– Понятно. Сколько человек было в доме?
– Кухарка и горничная находились в своих комнатах. Ничего не знают. Гувернантка мадемуазель Бриньяк, француженка, читала книгу в библиотеке и слышала какой-то шум, но не придала значения. Кучер и дворник с женой обитают во флигеле. И еще камердинер. Он в момент убийства отлучился из дома.
– Это подозрительно. И Обыденнова он к барину привел, и во время нападения очень вовремя отлучился. Возьмите старика под наблюдение, только очень осторожно.
– Слушаюсь!
– И мамзель еще раз допроси. Она лишь гувернантка или нечто большее? Нефедьев был большой саврас. И если так, то не рассказывал ли он ей чего-либо пред смертью?
– Есть!
– Теперь о Рыкаткине. Где он находился в момент убийства?

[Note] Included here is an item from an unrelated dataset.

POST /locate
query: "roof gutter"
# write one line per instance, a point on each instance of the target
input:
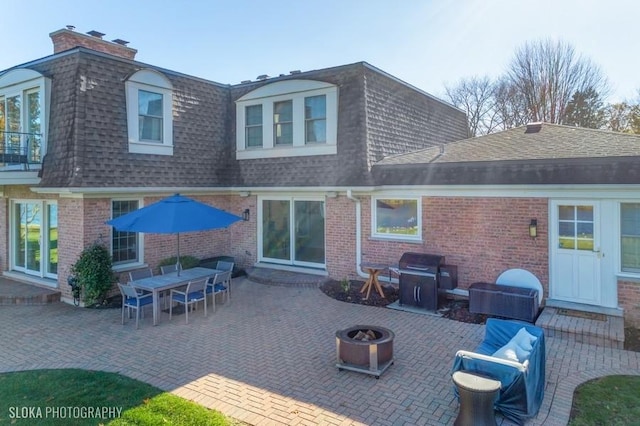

– Разумеется, у тетки. И в ночь гибели Обыденнова тоже.
– Полное инобытие?
– Да. Готова подтвердить под присягой.
– Врет?
– Конечно. Но это не доказуемо.
– Что у нас еще есть? Варвара Александровна слышала голос убийцы, но не видела его. Может быть, устроить им свидание?

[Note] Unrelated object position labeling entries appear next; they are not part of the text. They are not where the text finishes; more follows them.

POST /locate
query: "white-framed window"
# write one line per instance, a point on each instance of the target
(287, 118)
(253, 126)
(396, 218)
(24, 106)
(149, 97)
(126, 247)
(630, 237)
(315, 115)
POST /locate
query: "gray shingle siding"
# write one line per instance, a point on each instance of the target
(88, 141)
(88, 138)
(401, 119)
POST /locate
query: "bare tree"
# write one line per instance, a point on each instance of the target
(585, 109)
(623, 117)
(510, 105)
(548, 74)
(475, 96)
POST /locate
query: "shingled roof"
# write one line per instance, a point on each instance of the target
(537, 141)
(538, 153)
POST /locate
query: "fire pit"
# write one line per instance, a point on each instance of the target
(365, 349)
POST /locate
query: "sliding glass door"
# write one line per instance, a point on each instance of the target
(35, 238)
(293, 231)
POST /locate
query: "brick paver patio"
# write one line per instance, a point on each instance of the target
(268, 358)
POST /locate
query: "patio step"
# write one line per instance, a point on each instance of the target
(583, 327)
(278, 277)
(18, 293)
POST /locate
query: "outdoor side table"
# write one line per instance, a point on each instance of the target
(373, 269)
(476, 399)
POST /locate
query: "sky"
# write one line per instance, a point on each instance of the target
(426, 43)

– Что это даст, Павел Афанасьевич? Присяжные не примут такую улику. Велика вероятность ошибки.
– Евдоким Нефедьев?
– Все отрицает. Брат-де его в письме оговорил, желая отомстить за отказ удочерить племянницу.

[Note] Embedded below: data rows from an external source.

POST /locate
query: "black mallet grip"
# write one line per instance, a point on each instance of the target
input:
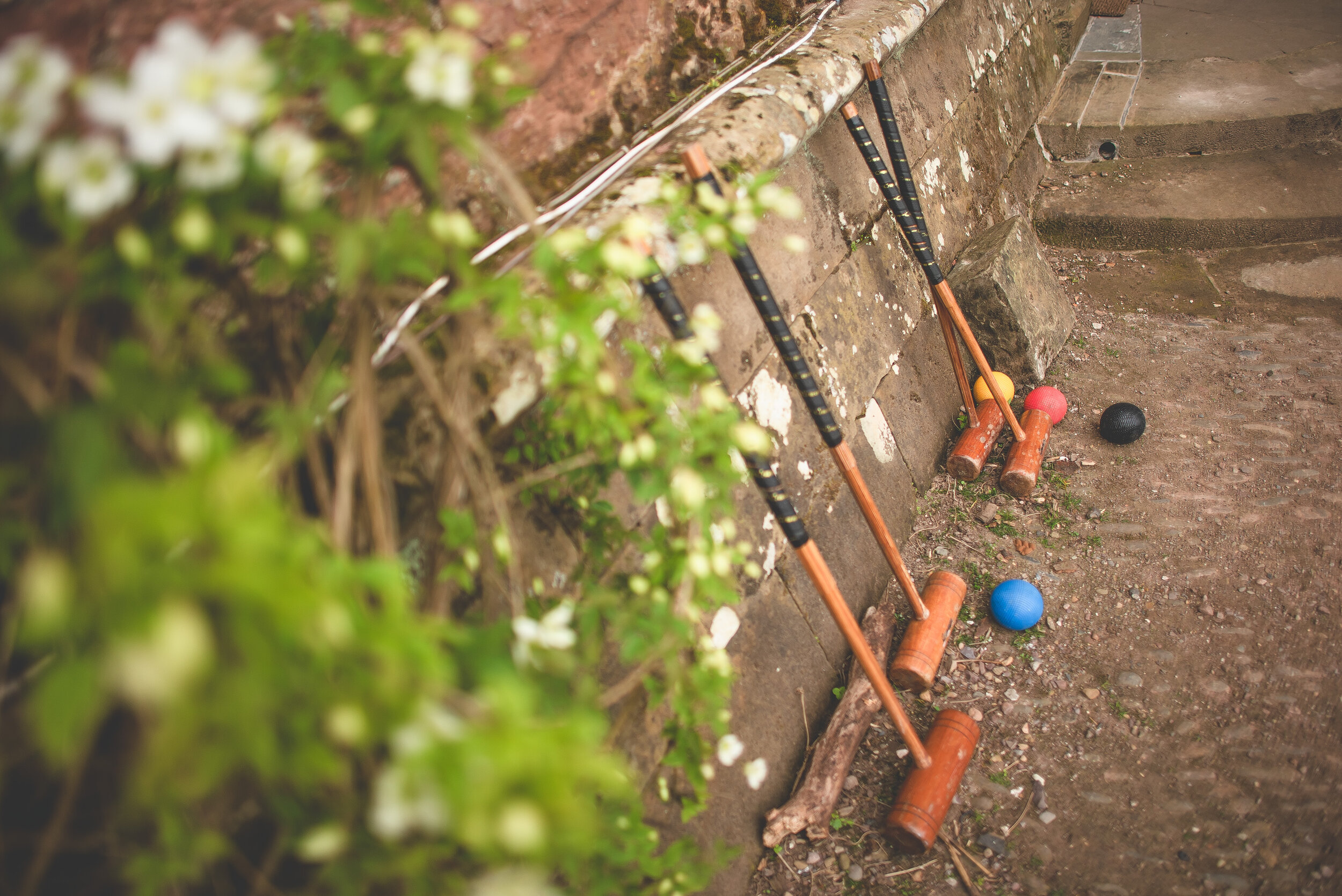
(894, 199)
(673, 313)
(780, 333)
(894, 145)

– А почему он отказался это сделать? Ведь ранее обещал.
– Объясняет вздорным характером Варвары Александровны, что, конечно же, неправда.
– А она сущий ангел?
– Так точно, – твердо ответил Лыков и даже не покраснел.
– Смотри у меня! – погрозил ему пальцем Благово. – Дело в первую очередь! Скажи мне лучше: что для нас теперь самое главное?
– Главное – понять, как васильсурский мещанский сын Михаил Обыденнов смог оказаться законным наследником Нефедьева. До сих пор не представляю себе способа сделать это.
– Молодец! Все ж я тебя кой-чему научил. Ты прав. Пока нет мотива – нет и подозреваемого. Мотив, конечно, это борьба за наследство, за пресловутое заповедное имение. Если мы найдем документы, подтверждающие права убитого мальчишки на фамилию Нефедьев, то загоним в угол Евдокима. Эти бумаги – приговор ему. А загоним Евдокима – он сдаст нам исполнителя. Одному ведь скучно на каторгу идти!
– Ищем, но безуспешно. Форосков вернулся из Василь-Сурска ни с чем. Мать Михаила молчит. Видать, много денег дали в свое время, а неродного не жалко. Других родственников нет. В метрическую книгу Михаил Обыденнов вписан как сын своих формальных родителей. Но другие документы существуют, и достоверные – иначе парня бы не убили.
– Если убийца Рыкаткин, они у него. Обыск делали?
– Да. Сначала в общежитии на Грузинской, потом у тетки. Пусто…
– Нагрянь еще раз в общежитие, неожиданно, и переверни там все.
– Если бумаги оказались у Серафима, то он давно их уничтожил. Это же такая улика!
– Ни в коем случае. Иначе чем же он станет шантажировать Евдокима Нефедьева? Доказательств против последнего у нас нет, и тот скоро вступит в права наследования огромным имением. Если бумаги сжечь, то он ничего и не заплатит. Получится, что Рыкаткин зарезал двух человек бесплатно! Он на это никогда не пойдет. Надо отыскать тайник.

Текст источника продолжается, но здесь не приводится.